Playing with Bluetooth PAN

A project log for ESP32 AX.25/APRS TNC

A minimal-parts AX.25 / APRS TNC that can pair with a phone.

EvanEvan 06/13/2019 at 17:550 Comments

I learned that the ESP32 requires something like 90mA to maintain a wifi connection. This would limit the battery life -- the UV-5R's stock battery is 1800mAH. If using a linear regulator, the ESP32 in this mode would drain the battery in 20 hours on its own. With the HT's load, we probably couldn't expect more than about 12 hours of battery -- not super great in an emergency! (DC-DC converters could improve this, but would add to the BOM cost.)

However, I think we can do better. We only really need a network connection to the phone when there's data to send either direction. Can we shut down the connection until we receive audio from the HT (for receiving), or the user presses a button or something (for sending)?
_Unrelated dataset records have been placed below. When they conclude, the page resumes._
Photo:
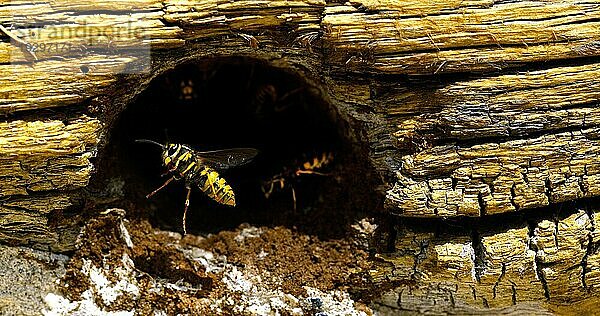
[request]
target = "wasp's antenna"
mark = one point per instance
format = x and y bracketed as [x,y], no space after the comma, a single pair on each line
[167,136]
[147,141]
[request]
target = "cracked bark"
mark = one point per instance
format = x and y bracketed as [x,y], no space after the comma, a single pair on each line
[467,109]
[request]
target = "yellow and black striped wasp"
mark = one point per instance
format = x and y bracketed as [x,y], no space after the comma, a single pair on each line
[200,168]
[289,176]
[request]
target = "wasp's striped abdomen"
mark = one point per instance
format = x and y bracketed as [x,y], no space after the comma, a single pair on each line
[317,162]
[181,159]
[215,187]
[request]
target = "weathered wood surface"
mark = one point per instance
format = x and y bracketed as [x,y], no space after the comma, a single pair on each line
[468,108]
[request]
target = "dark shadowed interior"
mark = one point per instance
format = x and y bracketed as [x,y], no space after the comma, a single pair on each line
[231,103]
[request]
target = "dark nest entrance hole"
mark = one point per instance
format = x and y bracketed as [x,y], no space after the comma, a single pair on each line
[229,103]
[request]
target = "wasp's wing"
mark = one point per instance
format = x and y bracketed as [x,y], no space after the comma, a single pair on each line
[227,158]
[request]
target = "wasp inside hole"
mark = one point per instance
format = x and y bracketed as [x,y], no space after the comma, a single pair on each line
[200,168]
[289,176]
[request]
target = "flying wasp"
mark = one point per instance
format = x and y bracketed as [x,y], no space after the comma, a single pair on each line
[200,168]
[289,176]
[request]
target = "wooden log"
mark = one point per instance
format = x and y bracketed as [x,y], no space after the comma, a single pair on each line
[463,109]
I'm not sure this is really possible with wifi -- if a phone isn't awake, I don't know if it bothers to look for wifi networks. (I still need to test this.) However, I think a bluetooth device can initiate a connection to a phone with which it has already paired.

Since I'm trying to avoid the need for any custom apps, I'm pretty much limited to TCP/IP. For Bluetooth, this means the PAN profile.

It doesn't seem like ESP-IDF supports PAN, but this github issue pointed me to BTStack, an alternate bluetooth stack that can run on the esp32, and has a PAN demo in its examples folder. Unfortunately, this demo is not supported on the esp32 -- it wants a POSIX system so it can dump packets into a TAP interface. However, reading the code a bit, I realized that if I implemented the functions exported in btstack_network.h, I could maybe get this to work. That was my goal with this repository, which tries to bridge btstack and lwip (the TCP/IP stack on esp32), and runs a DHCP server and a demo HTTP server.

After running into a few crashes and learning how to use core dumps and the gdb stub, I was able to get it to run without crashing when someone tries to pair with it, but it does not function properly yet. My laptop doesn't get an IP address assigned by the dhcp server, and cannot talk to the HTTP server. I suspect I'm doing something silly - maybe I need to unwrap the received packets a bit before forwarding them to LWIP.

After sharing my progress on the github issue, the maintainer of BTStack showed up with a new example that should do more or less the same thing, but hopefully work better than mine.